Welcome to the Bill Clinton international roadshow. OK. Maybe that's too glib. But one might need an atlas to keep up.
In Tanzania on Monday (Aug. 28), his brief visit arguably helped Nelson Mandela to persuade some - not all - of Burundi's warring factions to sign a peace deal. Tuesday dawned with Mr. Clinton spending some quality time - about an hour and a half - in Cairo with Egyptian President Hosni Mubarak. Arab support is likely to be crucial to an Israeli-Palestinian peace deal, particularly on the question of Jerusalem.

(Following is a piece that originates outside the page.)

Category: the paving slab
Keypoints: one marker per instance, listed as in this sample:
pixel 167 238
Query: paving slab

Clinton's next diplomatic pit stop takes him to the seaside city of Cartagena, Colombia, on Wednesday. It's the first visit to Colombia in 11 years by an American president. Clinton's visit follows last month's approval by the US Congress to spend $1.3 billion on anti-narcotics aid. Most of it is going to the Colombian military. That's up from just $65 million four years ago.
Next week, the world will come to Clinton's door. The United Nations will host a Millennium Summit, the largest single gathering of heads of state in one place.
David Clark Scott World editor
REPORTERS ON THE JOB..
*NOT-SO-REVEALING DETAILS:The Monitor's Ilene Prusher notes that journalists often end up collecting more information than we ever have room to use - and sometimes trying to read more into a person's effects than is really there. While doing today's profile on a lawyer in Japan who tracks down deadbeat dads, Ilene glanced around Annette Eddie-Callagain's office. She noted the Japanese sliding doors and office slippers in an otherwise American-style office, the John Grisham novels, and little elephant figurines. Then she spotted an item that seemed most relevant - a small replica of the Lincoln Memorial. "One of your heroes?" "No, not really," Ms. Eddie Callagain shrugged. "I just thought it would look nice in the office. Like those books back there," she said, pointing to a row of red-and-blue legal tomes. "It just makes it feel more like a law office." Sometimes a Lincoln is just a Lincoln.